ESIL :: 1ère année :: Module "Bioinformatique" :: année 2011/2012 :: Raphaël Bourgeas & Jacques van Helden

Session 3: Multiple alignments


Contents


Resources

Name Link Description
UniProt http://www.uniprot.org/ UniProt - the Universal Protein Resource. Database of protein sequences with human-intensive annotations (function, features, domains, ...).
clustalw (PBIL site) http://npsa-pbil.ibcp.fr/cgi-bin/npsa_automat.pl?page=npsa_clustalw.html Web interface to clustalw, with nice visualization options, in particular the possibility to highlight conserved, or divergent residues.
clustalw (EBI site) http://www.ebi.ac.uk/Tools/msa/clustalw2/ Web interface to clustalw, with the possibility to visualize the guide tree.
RSAT http://rsat.ulb.ac.be/rsat/ Regulatory Sequence Analysis Tools (used here for another purpose: the tool "random sequence" can generate random peptidic sequences calibrated on oligopeptide frequencies (1, 2, or 3-mers) of a given organism).
PSA http://www.ebi.ac.uk/Tools/psa/' EBI Pairwise Sequence Alignment tools (needle, water, ...)
Webogo http://weblogo.berkeley.edu/ Generate sequence logos, i.e. graphical representation of residue conservation at each position of a multiple alignment.

[back to contents]

Exercise 1: identification of opsin residues correlating with spectrum specificity

Goals of this exercise

Questions

  1. In Uniprot, select the sequences of the long-, medium- and short-wave-sensitive opsins for a few Mammalia (at least 10, more if possible) of your choice. Restrict the selection to reviewed proteins.
  2. Align the sequences with clustal (try both the clustal interfaces at EBI and at PBIL). Generate three alignments:
    1. Short-wavelength opsins only.
    2. Medium- and long-wavelength opsins together.
    3. Short-, medium- and long-wavelength opsins together.
  3. The EBI Web site analyze and interpret the guide tree. How was this tree generated ? Can this tree be considered as a good indication of the evolutionary history of the family ? Why ?
  4. Identify conserved and variable residue positions.

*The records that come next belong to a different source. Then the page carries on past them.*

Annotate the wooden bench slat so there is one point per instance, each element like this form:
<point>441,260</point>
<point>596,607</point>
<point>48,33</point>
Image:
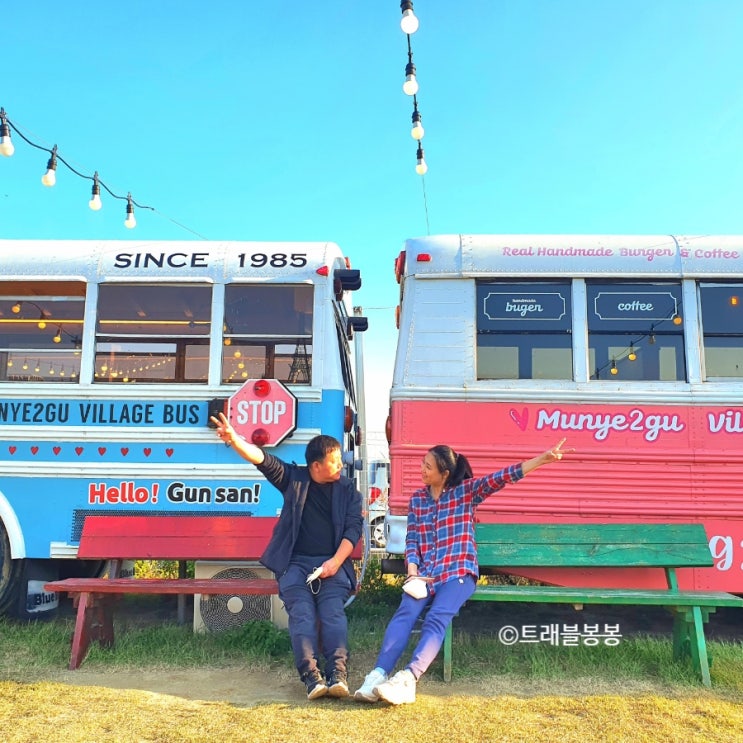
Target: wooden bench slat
<point>593,554</point>
<point>165,537</point>
<point>646,597</point>
<point>116,537</point>
<point>207,586</point>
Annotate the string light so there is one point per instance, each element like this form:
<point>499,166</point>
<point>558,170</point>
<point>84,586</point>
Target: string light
<point>6,145</point>
<point>50,176</point>
<point>130,222</point>
<point>417,132</point>
<point>410,86</point>
<point>409,25</point>
<point>421,168</point>
<point>409,22</point>
<point>95,202</point>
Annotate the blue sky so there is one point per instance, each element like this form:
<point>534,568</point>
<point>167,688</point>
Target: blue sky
<point>254,120</point>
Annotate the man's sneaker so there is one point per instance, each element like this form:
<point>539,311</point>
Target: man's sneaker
<point>367,691</point>
<point>337,686</point>
<point>315,683</point>
<point>400,689</point>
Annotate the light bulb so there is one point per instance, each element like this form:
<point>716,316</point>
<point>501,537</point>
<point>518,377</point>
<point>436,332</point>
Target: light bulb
<point>410,86</point>
<point>417,131</point>
<point>130,222</point>
<point>50,177</point>
<point>95,202</point>
<point>6,144</point>
<point>421,168</point>
<point>409,22</point>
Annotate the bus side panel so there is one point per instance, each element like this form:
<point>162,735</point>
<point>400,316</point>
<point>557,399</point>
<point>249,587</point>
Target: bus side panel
<point>641,463</point>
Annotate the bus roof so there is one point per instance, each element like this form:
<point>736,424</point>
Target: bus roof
<point>662,256</point>
<point>94,260</point>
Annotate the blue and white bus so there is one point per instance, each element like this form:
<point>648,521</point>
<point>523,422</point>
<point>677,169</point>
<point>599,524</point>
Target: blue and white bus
<point>112,357</point>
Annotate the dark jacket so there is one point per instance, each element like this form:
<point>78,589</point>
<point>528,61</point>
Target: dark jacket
<point>347,520</point>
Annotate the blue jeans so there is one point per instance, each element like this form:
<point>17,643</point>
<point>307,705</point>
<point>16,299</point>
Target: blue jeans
<point>442,607</point>
<point>317,617</point>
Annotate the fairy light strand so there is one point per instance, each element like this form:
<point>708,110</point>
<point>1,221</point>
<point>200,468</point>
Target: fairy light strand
<point>49,178</point>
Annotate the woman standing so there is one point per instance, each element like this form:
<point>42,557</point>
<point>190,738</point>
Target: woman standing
<point>441,559</point>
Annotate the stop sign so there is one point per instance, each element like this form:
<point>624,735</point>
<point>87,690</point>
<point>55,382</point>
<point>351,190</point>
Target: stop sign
<point>263,412</point>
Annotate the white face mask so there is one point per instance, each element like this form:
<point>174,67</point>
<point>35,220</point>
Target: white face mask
<point>416,587</point>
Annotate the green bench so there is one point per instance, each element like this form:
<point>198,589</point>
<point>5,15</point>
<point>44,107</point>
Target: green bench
<point>658,547</point>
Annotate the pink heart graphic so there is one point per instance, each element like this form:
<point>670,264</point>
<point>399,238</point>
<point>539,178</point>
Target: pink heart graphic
<point>520,419</point>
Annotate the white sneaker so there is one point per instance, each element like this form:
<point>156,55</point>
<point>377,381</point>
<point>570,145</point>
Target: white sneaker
<point>366,692</point>
<point>400,689</point>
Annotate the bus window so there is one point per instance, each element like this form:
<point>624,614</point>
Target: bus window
<point>635,331</point>
<point>148,333</point>
<point>41,326</point>
<point>722,323</point>
<point>267,333</point>
<point>523,330</point>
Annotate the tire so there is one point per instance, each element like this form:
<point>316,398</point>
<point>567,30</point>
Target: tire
<point>11,575</point>
<point>378,540</point>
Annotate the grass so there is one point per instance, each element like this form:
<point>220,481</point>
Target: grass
<point>631,692</point>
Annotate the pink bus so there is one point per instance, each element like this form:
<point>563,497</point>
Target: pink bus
<point>631,347</point>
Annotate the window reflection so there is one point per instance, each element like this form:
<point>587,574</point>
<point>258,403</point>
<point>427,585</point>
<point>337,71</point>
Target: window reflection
<point>41,326</point>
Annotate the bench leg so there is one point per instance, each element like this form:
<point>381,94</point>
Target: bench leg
<point>447,653</point>
<point>699,658</point>
<point>94,621</point>
<point>689,640</point>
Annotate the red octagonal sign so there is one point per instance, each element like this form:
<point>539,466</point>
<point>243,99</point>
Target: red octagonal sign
<point>263,411</point>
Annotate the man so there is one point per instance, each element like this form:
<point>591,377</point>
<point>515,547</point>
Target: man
<point>319,525</point>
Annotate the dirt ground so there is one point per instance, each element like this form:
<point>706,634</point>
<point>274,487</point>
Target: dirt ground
<point>246,686</point>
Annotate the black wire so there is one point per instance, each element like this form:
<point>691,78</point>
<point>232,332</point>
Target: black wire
<point>76,172</point>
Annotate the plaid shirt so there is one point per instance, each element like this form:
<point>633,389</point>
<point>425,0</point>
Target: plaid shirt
<point>441,534</point>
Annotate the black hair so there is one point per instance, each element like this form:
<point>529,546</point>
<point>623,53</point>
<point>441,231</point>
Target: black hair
<point>447,459</point>
<point>319,447</point>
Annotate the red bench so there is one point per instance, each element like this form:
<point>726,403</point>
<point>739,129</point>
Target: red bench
<point>162,537</point>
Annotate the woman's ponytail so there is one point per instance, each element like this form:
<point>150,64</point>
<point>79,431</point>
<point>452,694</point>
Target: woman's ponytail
<point>457,465</point>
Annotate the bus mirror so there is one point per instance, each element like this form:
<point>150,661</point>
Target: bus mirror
<point>216,406</point>
<point>347,280</point>
<point>356,323</point>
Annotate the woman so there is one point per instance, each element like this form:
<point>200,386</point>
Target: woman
<point>441,558</point>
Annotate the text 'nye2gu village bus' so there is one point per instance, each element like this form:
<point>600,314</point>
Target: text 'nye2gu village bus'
<point>631,347</point>
<point>114,354</point>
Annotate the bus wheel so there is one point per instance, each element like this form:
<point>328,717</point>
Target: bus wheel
<point>11,572</point>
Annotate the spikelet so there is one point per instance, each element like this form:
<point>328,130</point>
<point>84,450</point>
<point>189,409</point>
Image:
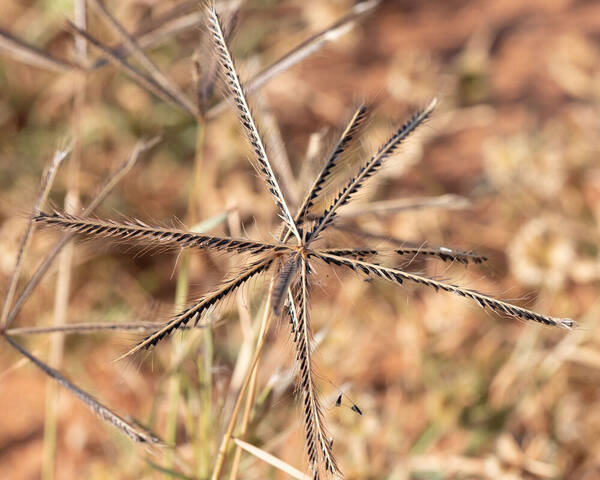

Can you identify positions that correlate with the wavelength sensitivity ?
  5. Use the tool http://weblogo.berkeley.edu/ to generate a graphical representation that highlights the differences between short-wavelength and medium/long-wavelength sensitive opsins.

Tips

  1. Use "Advanced search" for collecting taxon-specific sequences in Uniprot. Not obvious to find the taxon "Mammalia". To facilitate this, you can find the ID at NCBI taxonomy database.
  2. To download multiple sequences from Uniprot, you can check the checkboxes besides the proteins of interest in the primary search result, and click the "Retrieve" button on the green bar that appears on the bottom of the result page.
  3. The clustal interface at PBIL allows to highlight (colorize, mask or show) residues according to their alignment status (conserved, divergent, ...).
  4. The EBI Web site allows to display the guide tree after used by clustal for the progressive alignment.
  5. Uniprot contains some very short sequences, corresponding to fragments of the whole protein. These fragments can easily be incoroporated in an alignment, but the matching statistics would not reflect the real properties of the protein family. For this exercise, we will this discard these sequences, the advanced search allows you to specify limits on sequence length (e.g. only accept sequences from 300 to 1000bp)
View solution| Hide solution
[back to contents]

Exercise 2: aligning random sequences

Context

Goals of this exercise

Questions

  1. Using the tool "random sequence" of the RSAT software suite (http://rsat.ulb.ac.be/rsat/), generate 15 peptidic sequences of 350 bp with dinucleotide frequencies calibrated on Human protein sequences.
  2. Run a global pairwise alignments between some pairs of these sequences. Analyze the visual quality of the alignment, and the resulting scores (identity, similarity, raw score, ...). Analyze the alignment length and the various scores.
  3. Align the 10 sequences with clustalw at PBIL and analyze the result as you did above for the opsin family. Aanlyze the output statistics (below the alignment) and compare them with the results of the opsin alignment.

[back to contents]

Exercise 3: aligning olfactory receptors

Context

Goals of this exercise

Questions

  1. Uniprot, select all the reviewed human olfactory receptors, and download their peptidic sequences in fasta format.
  2. Perform a multiple alignment of these sequences using both the clustal interfaces at EBI and at PBIL.
  3. Identify the conserved regions and the insertions. Compare these regions with the annotation of selected receptors (in particular, those where you identify insertions). Do the conserved regions correspond to particular domains ? Where are the insertions located ?

Jacques van Helden (TAGC, Université d'Aix-Marseille).